Condé Nast has found a suitor to tie the knot with Brides magazine. Dotdash, part of Barry Diller’s InterActiveCorp, is purchasing the publication, although terms of the deal have not been made public. As part of the move, Brides will be shedding its print edition, joining a long list of publications that have made the transition to digital-only properties. “We’re not buying this for print,” Dotdash CEO Neil Vogel told the New York Times. “We’re buying this for the editorial team and for digital.” Lisa Gooder, the magazine’s current executive director, is taking on the title of general manager and continuing to oversee strategy and content.
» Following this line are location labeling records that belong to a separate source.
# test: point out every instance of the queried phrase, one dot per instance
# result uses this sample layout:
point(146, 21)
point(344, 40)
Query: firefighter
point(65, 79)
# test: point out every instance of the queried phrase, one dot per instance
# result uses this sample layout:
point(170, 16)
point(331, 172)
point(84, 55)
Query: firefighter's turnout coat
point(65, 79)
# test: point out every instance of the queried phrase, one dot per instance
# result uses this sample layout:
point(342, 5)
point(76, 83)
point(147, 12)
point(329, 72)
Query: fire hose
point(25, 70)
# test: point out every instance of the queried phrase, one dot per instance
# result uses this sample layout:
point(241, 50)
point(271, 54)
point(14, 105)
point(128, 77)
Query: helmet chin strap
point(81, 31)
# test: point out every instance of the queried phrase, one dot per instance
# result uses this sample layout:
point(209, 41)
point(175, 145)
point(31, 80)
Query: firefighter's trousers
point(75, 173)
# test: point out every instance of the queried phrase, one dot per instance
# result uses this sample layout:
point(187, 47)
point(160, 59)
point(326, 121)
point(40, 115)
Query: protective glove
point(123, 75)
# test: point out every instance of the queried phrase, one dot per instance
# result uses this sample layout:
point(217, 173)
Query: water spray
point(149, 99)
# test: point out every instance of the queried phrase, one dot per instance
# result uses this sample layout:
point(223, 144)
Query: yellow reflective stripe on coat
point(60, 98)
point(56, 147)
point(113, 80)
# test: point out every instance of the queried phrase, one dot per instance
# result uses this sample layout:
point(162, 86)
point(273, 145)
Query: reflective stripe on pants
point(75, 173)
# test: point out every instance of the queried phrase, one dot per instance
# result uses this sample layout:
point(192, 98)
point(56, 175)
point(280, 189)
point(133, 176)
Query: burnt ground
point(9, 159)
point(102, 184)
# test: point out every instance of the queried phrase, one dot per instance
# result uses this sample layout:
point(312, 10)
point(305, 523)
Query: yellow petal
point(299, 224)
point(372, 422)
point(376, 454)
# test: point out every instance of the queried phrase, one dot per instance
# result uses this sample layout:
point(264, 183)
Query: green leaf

Most of the Brides editorial staff are also expected to keep their jobs. While Brides has lost four percent of its print readers over the past five years, it will still end its print run with a circulation of more than 300,000. With the sale of Golf Digest to Discovery earlier this week, W remains the last of the three titles Condé Nast put on the auction block last year that has yet to sell.

Theodore Boutrous
Theodore Boutros

The Hugh Hefner Foundation presented its annual First Amendment Awards on May 15 at the Newseum in Washington, DC. The awards recognized seven “free speech heroes” whose efforts help protect and enhance First Amendment rights and raise awareness of modern-day challenges to freedom of speech and expression. Recipients included Gibson, Dunn & Crutcher partner Theodore J. Boutrous, Jr., who worked to restore CNN reporter Jim Acosta’s White House press credentials, and Grace Marion, former editor-in-chief of The Playwickian, her high-school newspaper, who fought against school censorship after she saw about a dozen articles censored. Floyd Abrams, who has argued many significant First Amendment cases before the U.S. Supreme Court, received the Lifetime Achievement Award.